November 7, 2008, 3:49 pm

On his blog, Confessions of a Community College Dean, Dean Dad recently took up the topic of turning down internal candidates. His advice is excellent, particularly his exploration of the implications of how internal candidates’ take the bad news that they won’t be offered the job.

Internal candidates pose a massive dilemma for many hiring committees. Often, they are friends, longtime colleagues, and effective teachers, scholars, and campus citizens. Sometimes, they are known to be weak in some or all of these areas, and even though they have already been employed, the committee is convinced it can do better with a new hire.

Then there is the glamor of the novel. A candidate from outside the institution seems fresh, exciting, and dynamic in ways that even someone who’s only been around for a few months may not. In such an instance an internal candidate’s competence and institutional expertise may be seen as a detriment, rather than an asset, to their being hired.

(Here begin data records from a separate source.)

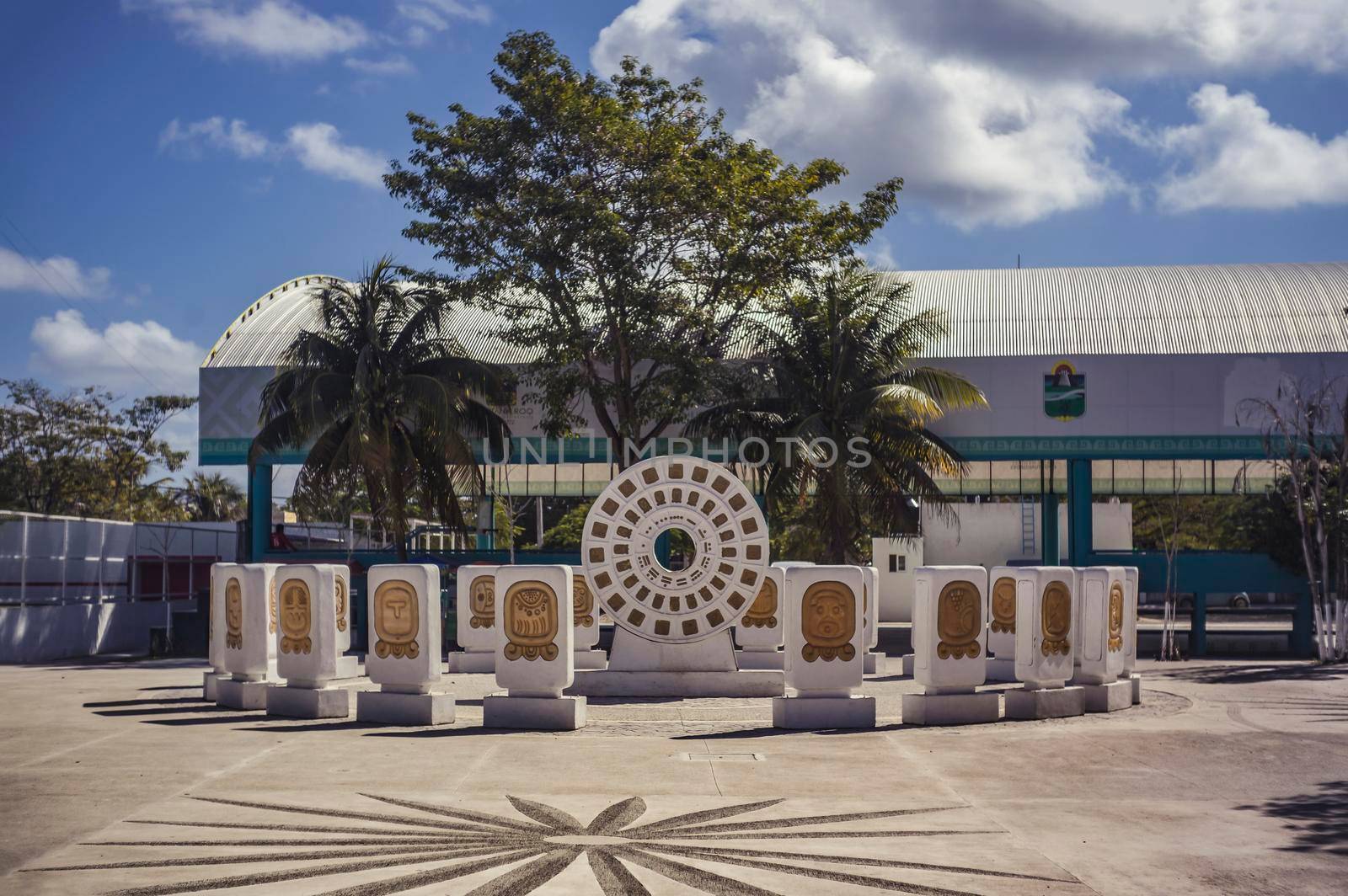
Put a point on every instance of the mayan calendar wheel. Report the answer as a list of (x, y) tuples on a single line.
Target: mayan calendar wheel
[(730, 549)]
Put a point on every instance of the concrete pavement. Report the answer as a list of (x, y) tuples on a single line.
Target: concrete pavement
[(1233, 778)]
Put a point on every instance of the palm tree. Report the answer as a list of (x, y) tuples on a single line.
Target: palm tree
[(212, 498), (836, 364), (383, 391)]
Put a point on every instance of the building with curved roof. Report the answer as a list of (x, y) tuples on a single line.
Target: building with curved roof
[(1100, 381)]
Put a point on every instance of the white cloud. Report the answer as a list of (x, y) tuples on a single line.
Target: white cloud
[(320, 148), (121, 356), (992, 111), (382, 67), (215, 132), (57, 275), (276, 30), (1235, 157)]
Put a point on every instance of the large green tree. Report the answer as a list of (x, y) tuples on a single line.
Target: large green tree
[(619, 229), (381, 388), (842, 406), (87, 453)]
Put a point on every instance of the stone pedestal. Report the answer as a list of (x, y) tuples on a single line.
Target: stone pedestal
[(208, 684), (739, 684), (348, 666), (1046, 702), (952, 709), (534, 713), (824, 712), (591, 659), (1109, 698), (308, 702), (393, 707), (235, 694), (1002, 669), (758, 659), (472, 662)]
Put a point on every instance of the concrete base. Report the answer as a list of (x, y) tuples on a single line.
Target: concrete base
[(308, 702), (618, 684), (1137, 689), (208, 684), (240, 694), (800, 713), (1109, 698), (404, 709), (1002, 669), (759, 659), (534, 713), (473, 662), (591, 659), (952, 709), (1046, 702)]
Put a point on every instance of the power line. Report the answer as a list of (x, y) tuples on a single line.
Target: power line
[(74, 293)]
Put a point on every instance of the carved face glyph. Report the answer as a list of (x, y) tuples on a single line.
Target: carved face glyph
[(294, 610)]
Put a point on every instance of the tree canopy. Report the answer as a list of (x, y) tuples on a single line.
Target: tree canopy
[(85, 453), (619, 229)]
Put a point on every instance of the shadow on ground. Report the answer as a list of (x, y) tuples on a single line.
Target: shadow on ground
[(1319, 821), (1247, 674)]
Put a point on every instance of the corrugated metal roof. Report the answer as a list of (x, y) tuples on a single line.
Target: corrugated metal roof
[(1208, 309)]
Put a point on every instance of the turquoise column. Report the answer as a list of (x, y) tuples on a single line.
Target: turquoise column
[(1049, 525), (1199, 627), (1080, 536), (259, 511)]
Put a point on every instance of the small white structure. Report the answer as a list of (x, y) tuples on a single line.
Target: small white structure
[(1002, 633), (898, 561), (1100, 637), (586, 623), (534, 643), (1130, 632), (220, 579), (1045, 644), (826, 650), (404, 637), (762, 631), (249, 637), (308, 653), (949, 646), (476, 619), (874, 660)]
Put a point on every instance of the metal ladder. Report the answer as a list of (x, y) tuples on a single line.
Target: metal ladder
[(1028, 527)]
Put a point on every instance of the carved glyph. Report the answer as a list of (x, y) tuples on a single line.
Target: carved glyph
[(530, 619), (957, 620), (397, 620), (1003, 605), (1056, 620), (828, 623), (296, 617)]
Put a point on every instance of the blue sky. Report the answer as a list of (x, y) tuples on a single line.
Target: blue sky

I have participated in more searches that had internal candidates than I care to remember. It can be truly heartbreaking when a colleague whom you really like personally but who isn’t doing a good job or a colleague who doesn’t fit the posted job description, even though she is really strong, or a colleague who has made a great and sincere effort to be part of the place, if only for a short time, isn’t hired. Such candidacies put everyone involved into uncomfortable positions.

Of course, institutions could simply ban internal hiring. The attraction of such a policy is that it would preempt some serious unpleasantness, but the costs would be (I think) too high. Such a policy would make the discomfort of internal candidates and hiring authorities a higher priority than hiring the strongest available person for the position.

Every search is different, whether it includes an internal candidate or not. But when there is such a candidate, the hiring committee must go out of its way to be fair to both internal and external applicants and keep in mind that the purpose of the search is ultimately to bring the best teacher, scholar, and campus citizen — whomever that may be — to the institution to serve its students and its programs.